In some implementations, the analyzing includes tracing one or more code paths from a branch point. For example, the virtual processor/emulator 110 may trace a path from an “if” condition and then return to trace a path from an “else” condition associated with the “if” condition. In some implementations, the virtual processor/emulator 110 records or otherwise tracks paths that have been traced, so that each path is only traced once.
In some implementations, the analyzing includes identifying calls to external functions. For example, the virtual processor/emulator 110 may identify calls to a static or dynamic library. The virtual processor/emulator 110 may also identify the library and/or code from the library which contains the called function.
The virtual processor/emulator 110 identifies programming logic errors discovered during the tracing. The virtual processor/emulator 110 may generate information, such as a report, describing the programming logic errors.
In some implementations, the identifying errors includes identifying calls that never return. For example, the virtual processor/emulator 110 may identify a portion of code that when entered is an infinite loop or otherwise fails to return control to the calling code and/or provide a value requested by the calling code.
In some implementations, identifying errors includes identifying code that is never reached.
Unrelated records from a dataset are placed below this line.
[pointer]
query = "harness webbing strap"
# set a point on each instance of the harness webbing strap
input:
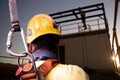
(44, 68)
(48, 65)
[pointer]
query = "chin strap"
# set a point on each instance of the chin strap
(16, 28)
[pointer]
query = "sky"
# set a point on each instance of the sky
(29, 8)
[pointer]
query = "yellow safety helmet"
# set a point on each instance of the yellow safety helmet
(40, 24)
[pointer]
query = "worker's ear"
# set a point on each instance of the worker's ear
(30, 48)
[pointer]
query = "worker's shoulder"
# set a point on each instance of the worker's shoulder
(68, 68)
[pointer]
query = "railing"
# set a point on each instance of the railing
(78, 27)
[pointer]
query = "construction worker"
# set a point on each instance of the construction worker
(42, 39)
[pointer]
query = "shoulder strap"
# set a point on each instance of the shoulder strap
(48, 65)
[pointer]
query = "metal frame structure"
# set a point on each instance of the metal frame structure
(81, 13)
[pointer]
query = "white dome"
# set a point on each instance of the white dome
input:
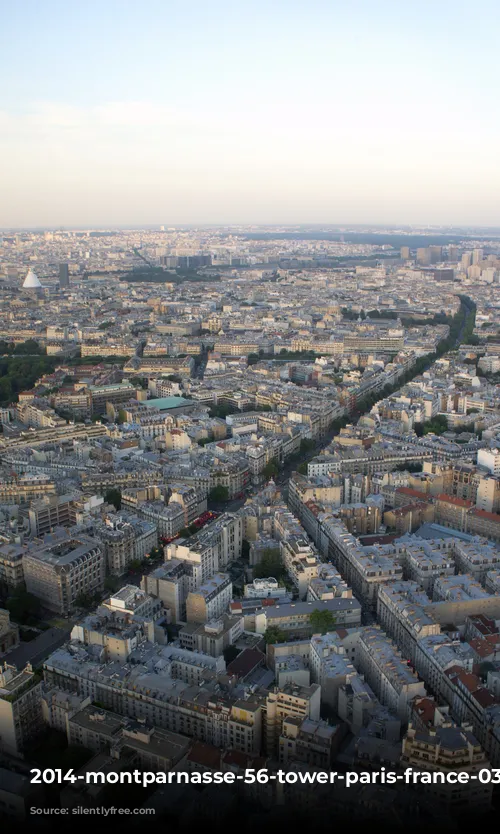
(31, 281)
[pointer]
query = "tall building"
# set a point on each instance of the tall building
(424, 256)
(436, 254)
(466, 260)
(63, 276)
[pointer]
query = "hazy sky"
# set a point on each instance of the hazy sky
(153, 111)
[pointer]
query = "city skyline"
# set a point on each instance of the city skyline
(218, 115)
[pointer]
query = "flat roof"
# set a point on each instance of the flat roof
(164, 403)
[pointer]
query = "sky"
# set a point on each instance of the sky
(120, 112)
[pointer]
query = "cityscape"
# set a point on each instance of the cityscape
(249, 417)
(250, 510)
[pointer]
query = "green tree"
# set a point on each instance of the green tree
(322, 620)
(273, 634)
(219, 494)
(23, 607)
(113, 496)
(270, 565)
(270, 469)
(230, 653)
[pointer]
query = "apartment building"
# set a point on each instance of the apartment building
(125, 540)
(445, 749)
(211, 637)
(389, 675)
(300, 561)
(9, 633)
(207, 713)
(294, 617)
(25, 488)
(62, 568)
(11, 565)
(21, 720)
(211, 600)
(51, 511)
(293, 701)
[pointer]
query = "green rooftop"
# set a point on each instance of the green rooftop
(165, 403)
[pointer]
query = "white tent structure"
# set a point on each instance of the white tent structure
(31, 282)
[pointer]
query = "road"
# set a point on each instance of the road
(38, 649)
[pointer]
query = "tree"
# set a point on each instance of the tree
(218, 494)
(307, 445)
(230, 653)
(322, 621)
(23, 607)
(269, 565)
(270, 469)
(273, 634)
(156, 553)
(84, 601)
(113, 496)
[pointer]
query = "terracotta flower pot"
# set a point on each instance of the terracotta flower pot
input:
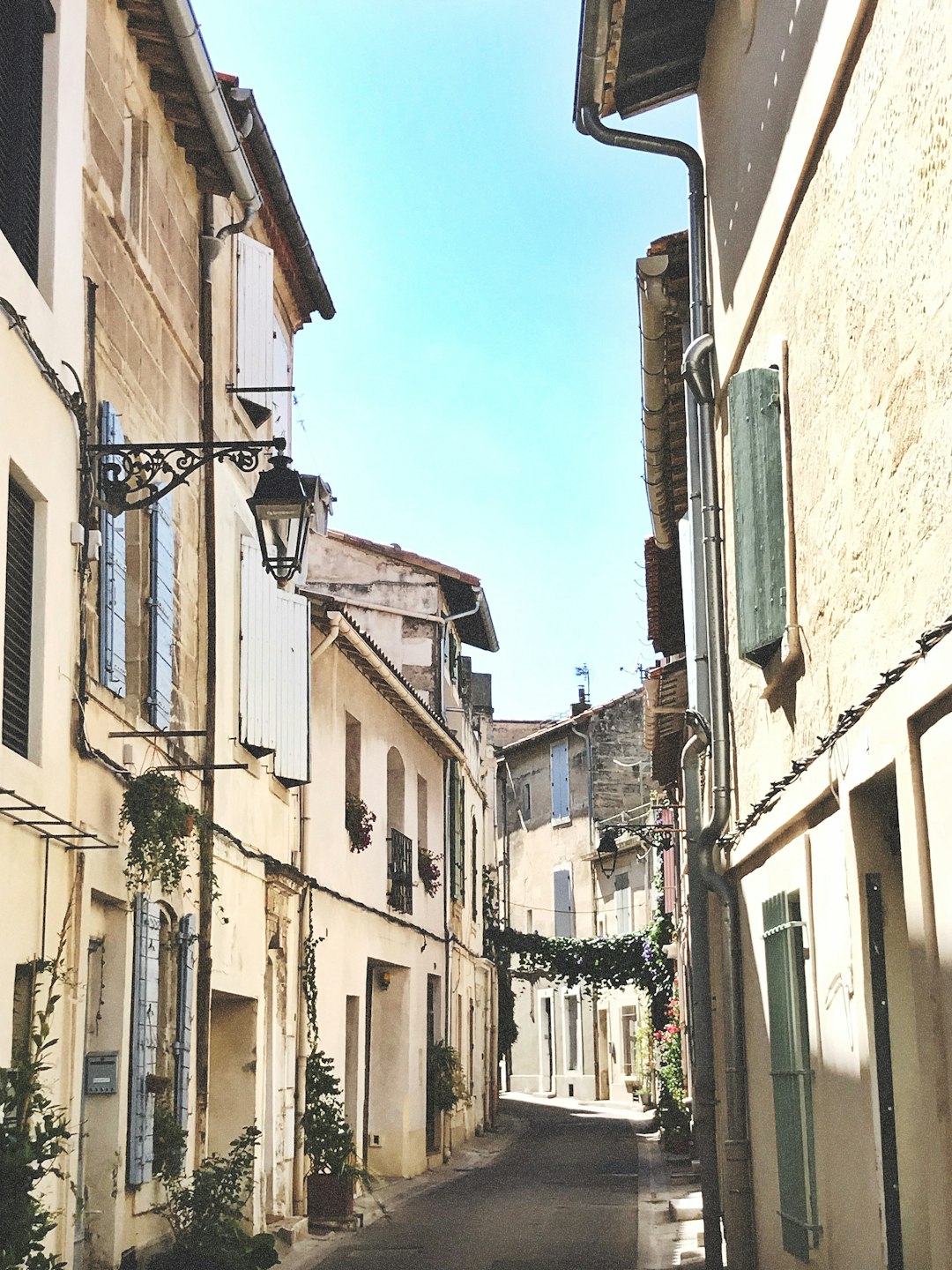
(329, 1199)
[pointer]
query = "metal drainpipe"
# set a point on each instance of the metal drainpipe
(703, 832)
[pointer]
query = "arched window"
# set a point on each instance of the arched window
(395, 790)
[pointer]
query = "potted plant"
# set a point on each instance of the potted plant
(358, 820)
(329, 1143)
(206, 1213)
(428, 870)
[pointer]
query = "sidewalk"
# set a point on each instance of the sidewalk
(310, 1250)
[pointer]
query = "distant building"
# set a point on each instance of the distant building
(557, 785)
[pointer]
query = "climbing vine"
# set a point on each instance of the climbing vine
(33, 1131)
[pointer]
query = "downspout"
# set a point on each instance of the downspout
(447, 620)
(703, 831)
(299, 1194)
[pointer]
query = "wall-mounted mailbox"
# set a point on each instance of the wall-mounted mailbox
(101, 1073)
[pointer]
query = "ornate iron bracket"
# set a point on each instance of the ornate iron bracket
(131, 476)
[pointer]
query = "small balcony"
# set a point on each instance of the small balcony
(400, 873)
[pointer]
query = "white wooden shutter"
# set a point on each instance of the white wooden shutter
(112, 576)
(274, 669)
(144, 1038)
(564, 903)
(559, 758)
(294, 689)
(161, 592)
(622, 905)
(256, 323)
(280, 374)
(182, 1045)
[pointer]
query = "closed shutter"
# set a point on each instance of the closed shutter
(791, 1073)
(456, 831)
(564, 903)
(622, 905)
(112, 576)
(559, 762)
(160, 614)
(18, 617)
(182, 1045)
(759, 534)
(292, 755)
(274, 660)
(256, 325)
(144, 1039)
(282, 403)
(23, 25)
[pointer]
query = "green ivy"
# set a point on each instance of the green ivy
(206, 1214)
(33, 1133)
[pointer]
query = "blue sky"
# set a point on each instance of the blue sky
(476, 398)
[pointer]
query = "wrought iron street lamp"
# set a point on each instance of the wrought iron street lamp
(131, 476)
(282, 505)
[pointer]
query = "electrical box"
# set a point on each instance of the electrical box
(101, 1073)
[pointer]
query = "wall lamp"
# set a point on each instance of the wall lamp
(132, 476)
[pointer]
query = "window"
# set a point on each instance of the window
(23, 26)
(161, 583)
(274, 681)
(421, 814)
(18, 616)
(564, 903)
(573, 1027)
(791, 1073)
(457, 833)
(256, 326)
(559, 767)
(352, 756)
(163, 977)
(135, 178)
(759, 525)
(622, 905)
(112, 576)
(282, 401)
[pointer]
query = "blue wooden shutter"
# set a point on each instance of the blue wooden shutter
(622, 905)
(112, 576)
(791, 1074)
(560, 780)
(144, 1038)
(182, 1045)
(759, 534)
(160, 614)
(564, 905)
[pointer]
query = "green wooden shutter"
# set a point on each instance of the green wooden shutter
(182, 1045)
(791, 1073)
(144, 1039)
(759, 540)
(161, 615)
(112, 576)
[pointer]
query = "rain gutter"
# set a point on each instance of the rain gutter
(704, 825)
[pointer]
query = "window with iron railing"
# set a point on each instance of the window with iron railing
(400, 873)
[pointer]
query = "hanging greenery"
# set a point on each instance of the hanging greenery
(161, 825)
(360, 822)
(428, 870)
(444, 1077)
(207, 1211)
(33, 1131)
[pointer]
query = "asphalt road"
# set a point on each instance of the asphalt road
(562, 1197)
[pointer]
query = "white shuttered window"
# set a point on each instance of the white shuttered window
(256, 325)
(274, 669)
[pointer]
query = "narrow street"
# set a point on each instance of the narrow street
(562, 1195)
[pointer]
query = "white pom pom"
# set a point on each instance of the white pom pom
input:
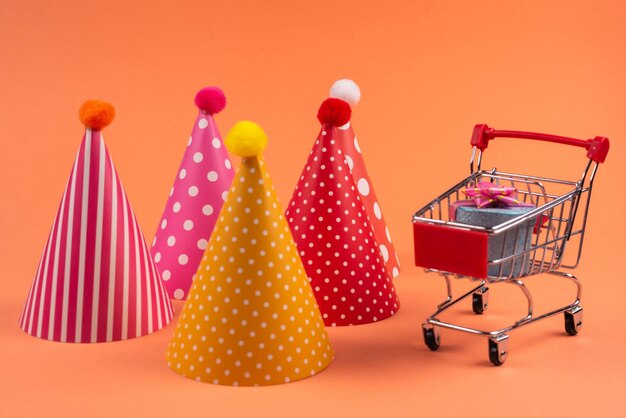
(346, 90)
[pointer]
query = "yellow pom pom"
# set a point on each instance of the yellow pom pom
(246, 139)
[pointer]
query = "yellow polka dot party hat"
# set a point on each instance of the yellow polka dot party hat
(250, 318)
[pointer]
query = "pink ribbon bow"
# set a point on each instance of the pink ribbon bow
(487, 194)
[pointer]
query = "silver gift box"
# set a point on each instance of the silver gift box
(510, 242)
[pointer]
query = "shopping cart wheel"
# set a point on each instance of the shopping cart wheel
(480, 300)
(431, 337)
(573, 320)
(498, 349)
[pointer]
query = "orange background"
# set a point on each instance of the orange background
(428, 71)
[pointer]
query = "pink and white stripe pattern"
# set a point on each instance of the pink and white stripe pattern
(96, 281)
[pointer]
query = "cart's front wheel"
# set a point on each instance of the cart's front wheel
(431, 338)
(573, 320)
(480, 300)
(498, 349)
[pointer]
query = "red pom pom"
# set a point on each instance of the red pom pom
(211, 100)
(96, 114)
(335, 112)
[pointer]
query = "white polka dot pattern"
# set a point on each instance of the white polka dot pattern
(336, 241)
(191, 211)
(250, 317)
(349, 145)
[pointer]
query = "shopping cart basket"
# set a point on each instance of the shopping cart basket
(530, 243)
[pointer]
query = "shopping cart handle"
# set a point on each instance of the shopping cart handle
(597, 148)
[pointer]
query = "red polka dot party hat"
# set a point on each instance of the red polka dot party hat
(250, 318)
(195, 200)
(95, 281)
(349, 91)
(334, 233)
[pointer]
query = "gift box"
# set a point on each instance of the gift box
(491, 205)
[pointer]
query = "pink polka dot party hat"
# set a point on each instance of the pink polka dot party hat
(250, 318)
(334, 233)
(95, 281)
(348, 91)
(195, 200)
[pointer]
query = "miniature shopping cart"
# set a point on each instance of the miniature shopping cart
(529, 243)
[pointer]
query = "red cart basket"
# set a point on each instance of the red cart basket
(531, 243)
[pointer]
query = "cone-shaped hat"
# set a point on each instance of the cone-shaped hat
(334, 234)
(349, 91)
(96, 280)
(250, 317)
(203, 179)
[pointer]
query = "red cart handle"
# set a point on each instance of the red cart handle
(597, 148)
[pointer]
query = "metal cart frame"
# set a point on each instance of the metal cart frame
(458, 250)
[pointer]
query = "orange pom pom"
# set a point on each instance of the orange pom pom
(96, 114)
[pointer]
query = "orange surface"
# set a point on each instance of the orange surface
(428, 71)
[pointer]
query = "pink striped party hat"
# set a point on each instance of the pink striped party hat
(96, 281)
(348, 91)
(199, 191)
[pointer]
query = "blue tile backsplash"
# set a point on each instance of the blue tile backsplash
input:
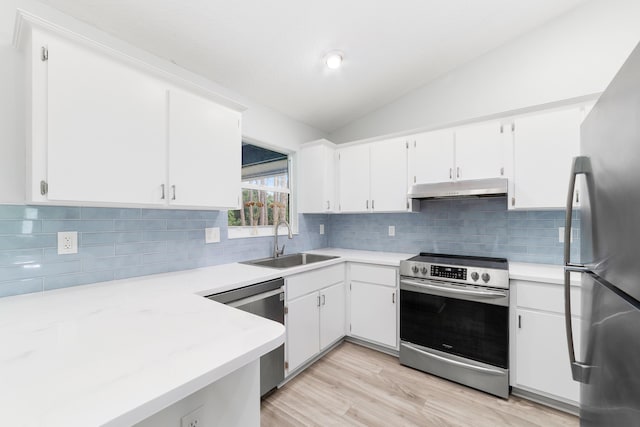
(481, 227)
(117, 243)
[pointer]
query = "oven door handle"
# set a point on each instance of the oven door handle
(457, 363)
(474, 293)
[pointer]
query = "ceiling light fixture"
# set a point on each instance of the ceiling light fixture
(334, 60)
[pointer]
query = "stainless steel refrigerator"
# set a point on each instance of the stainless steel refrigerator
(609, 171)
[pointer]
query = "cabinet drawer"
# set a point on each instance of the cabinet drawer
(546, 296)
(374, 274)
(304, 283)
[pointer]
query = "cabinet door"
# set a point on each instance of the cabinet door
(480, 152)
(353, 170)
(332, 314)
(316, 179)
(431, 158)
(389, 176)
(542, 362)
(303, 329)
(373, 313)
(106, 128)
(204, 151)
(544, 145)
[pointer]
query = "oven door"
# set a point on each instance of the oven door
(467, 321)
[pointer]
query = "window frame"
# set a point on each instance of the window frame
(242, 232)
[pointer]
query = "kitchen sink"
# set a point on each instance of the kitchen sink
(287, 261)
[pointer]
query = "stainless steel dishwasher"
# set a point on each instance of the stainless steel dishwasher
(265, 299)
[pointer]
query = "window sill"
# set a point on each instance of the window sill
(238, 232)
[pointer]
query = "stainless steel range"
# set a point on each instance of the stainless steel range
(454, 319)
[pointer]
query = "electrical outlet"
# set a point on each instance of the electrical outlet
(193, 418)
(67, 242)
(212, 235)
(561, 235)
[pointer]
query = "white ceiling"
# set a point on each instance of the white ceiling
(271, 51)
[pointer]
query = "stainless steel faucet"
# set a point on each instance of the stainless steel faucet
(276, 251)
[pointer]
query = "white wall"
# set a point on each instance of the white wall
(260, 123)
(575, 55)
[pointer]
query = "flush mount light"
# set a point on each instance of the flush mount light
(334, 59)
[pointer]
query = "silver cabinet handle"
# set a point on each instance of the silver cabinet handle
(519, 321)
(579, 370)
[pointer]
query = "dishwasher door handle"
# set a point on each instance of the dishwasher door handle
(255, 298)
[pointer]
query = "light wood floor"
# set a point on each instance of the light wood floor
(354, 385)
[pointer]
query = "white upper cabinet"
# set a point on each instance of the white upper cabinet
(204, 152)
(544, 145)
(105, 128)
(389, 176)
(431, 157)
(354, 176)
(471, 152)
(373, 177)
(480, 151)
(316, 178)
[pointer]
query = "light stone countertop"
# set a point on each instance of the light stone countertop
(114, 353)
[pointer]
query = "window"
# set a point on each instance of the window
(265, 192)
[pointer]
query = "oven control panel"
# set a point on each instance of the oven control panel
(446, 272)
(497, 278)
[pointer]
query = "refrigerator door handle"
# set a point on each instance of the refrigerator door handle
(579, 370)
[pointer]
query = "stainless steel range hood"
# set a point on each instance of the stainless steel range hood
(469, 188)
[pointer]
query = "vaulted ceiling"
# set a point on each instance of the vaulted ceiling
(272, 51)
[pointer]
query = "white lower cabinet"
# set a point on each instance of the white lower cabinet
(315, 316)
(541, 362)
(373, 304)
(303, 330)
(332, 314)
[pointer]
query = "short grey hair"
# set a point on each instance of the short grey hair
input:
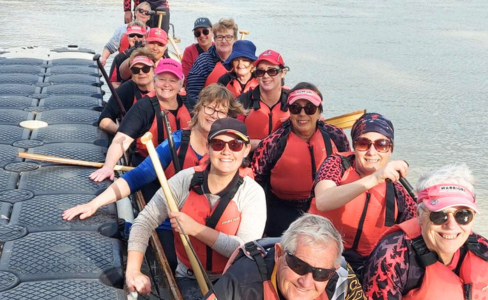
(314, 230)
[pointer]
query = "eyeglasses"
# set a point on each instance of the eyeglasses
(136, 35)
(219, 145)
(296, 109)
(462, 216)
(198, 33)
(381, 145)
(301, 268)
(136, 70)
(145, 12)
(220, 38)
(270, 72)
(209, 110)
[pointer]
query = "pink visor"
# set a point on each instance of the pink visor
(305, 94)
(141, 60)
(441, 196)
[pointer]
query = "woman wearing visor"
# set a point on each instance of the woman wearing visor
(436, 255)
(359, 192)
For example, the virtual processor/emulator 110 may identify a path of a conditional statement that is never executed because the condition of the statement is never satisfied.
In some implementations, the virtual processor/emulator 110 may identify a section of the code 106 that is not efficient and/or a section of the code 106 that may be a candidate for optimization. In some implementations, the virtual processor/emulator 110 may scan unknown program code to identify what actions the unknown code performs and/or how the unknown code works. In some implementations, the virtual processor/emulator 110 may search for virus or Trojan horse code embedded in program code. In some implementations, the virtual processor/emulator 110 may scan kernel loadable modules (e.g., “kexts” in the Macintosh Operating System) for malicious or an otherwise undesirable set of instructions or operations.
In some implementations, the virtual processor/emulator 110, another module such as a debugger, or some combination thereof dynamically analyzes the code 106 for programming logic errors. For example, the virtual processor/emulator 110 may provide analysis information to a debugger application. The debugger application may capture information in response to an event, such as a crash, breakpoint, or an exception and correlate the captured information with the analysis to determine, for example, a cause of or solution to the event.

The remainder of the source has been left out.